En conséquence, le courage et le talent de Nihal se devaient d’être récompensés, et Emhyr avait organisé une importante cérémonie, une célébration visant à remettre à Nihal une médaille ashnardienne, la Croix de l’Empire, une médaille récompensant un soldat pour d’héroïques faits d’armes. Emhyr en profitait pour féliciter l’ajout de troupes non-humaines et non-démoniaques au sein de l’Empire d’Ashnard. Après son discours d’intronisation, ce fut au tour de son frère, Coehoorn, de s’exprimer, en vantant les mérites du soldat Nihal. Un discours plus bref, prononcé avec une voix plus rauque, plus grave, confirmant le statut de militaire du Maréchal. La cérémonie était aussi l’occasion, pour les Emreis, de rappeler leur statut montant au sein de l’Empire. Emhyr présidait une séance qui, en temps normal, devait être présidée par l’Empereur, car il s’agissait d’une cérémonie
militaire. Le fait qu’il soit là, à en parler, était un message politique fort pour ses adversaires et ses concurrents, message qui n’échappa nullement à Mélinda W rren, assise à côté de Nihal, et qui était évidemment fière de sa petite elfe.

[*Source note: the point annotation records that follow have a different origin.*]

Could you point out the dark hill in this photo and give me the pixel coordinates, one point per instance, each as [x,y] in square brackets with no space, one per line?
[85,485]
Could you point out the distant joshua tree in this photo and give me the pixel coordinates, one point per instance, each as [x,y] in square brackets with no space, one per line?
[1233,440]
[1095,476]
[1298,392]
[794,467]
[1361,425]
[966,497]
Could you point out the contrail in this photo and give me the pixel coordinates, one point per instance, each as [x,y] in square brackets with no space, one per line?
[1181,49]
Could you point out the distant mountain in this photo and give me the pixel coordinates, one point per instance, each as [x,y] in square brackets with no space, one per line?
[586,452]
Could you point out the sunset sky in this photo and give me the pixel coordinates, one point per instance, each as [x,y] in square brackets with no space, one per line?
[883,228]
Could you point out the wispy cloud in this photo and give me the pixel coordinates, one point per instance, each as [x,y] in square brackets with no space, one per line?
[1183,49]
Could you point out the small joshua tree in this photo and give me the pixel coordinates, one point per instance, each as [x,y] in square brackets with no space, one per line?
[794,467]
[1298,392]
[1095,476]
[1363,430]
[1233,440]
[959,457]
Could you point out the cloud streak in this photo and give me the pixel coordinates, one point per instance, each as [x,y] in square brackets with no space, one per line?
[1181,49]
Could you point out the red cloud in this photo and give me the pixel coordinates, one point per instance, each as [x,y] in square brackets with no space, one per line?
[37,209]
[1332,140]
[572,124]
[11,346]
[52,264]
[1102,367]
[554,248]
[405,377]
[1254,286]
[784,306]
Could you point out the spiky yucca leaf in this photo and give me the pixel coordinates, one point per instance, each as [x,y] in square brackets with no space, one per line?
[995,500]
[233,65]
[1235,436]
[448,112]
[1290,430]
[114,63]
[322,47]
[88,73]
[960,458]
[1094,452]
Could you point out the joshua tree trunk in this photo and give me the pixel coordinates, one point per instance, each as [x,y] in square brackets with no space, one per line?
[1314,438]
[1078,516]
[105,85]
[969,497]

C’était Mélinda qui avait éduqué Nihal, qui l’avait récupéré, et qui l’avait formé, veillant à son éducation auprès des plus hautes personnes. Elle avait initialement juste voulu l’échapper pour en faire une autre esclave sexuelle, mais la vampire avait rapidement compris quelle erreur ce serait... La preuve maintenant. La belle elfe avait réussi un mince exploit, et ce à un âge relativement jeune.
«
Je suis très fière de toi, ma chérie » lui disait-elle ainsi, afin de la féliciter.
Elle le pensait sincèrement, et pencha sa bouche près de son oreille, pour murmurer quelques mots :
«
Une fois que tu auras reçu ta médaille, et que nous aurons assisté au cocktail, je te promets une récompense particulièrement grosse, car tu l’as bien mérité. »
Le succès de Nihal rejaillissait naturellement sur celui de Mélinda, même si cela en crispait certains... Ce qui ne faisait que l’amuser davantage.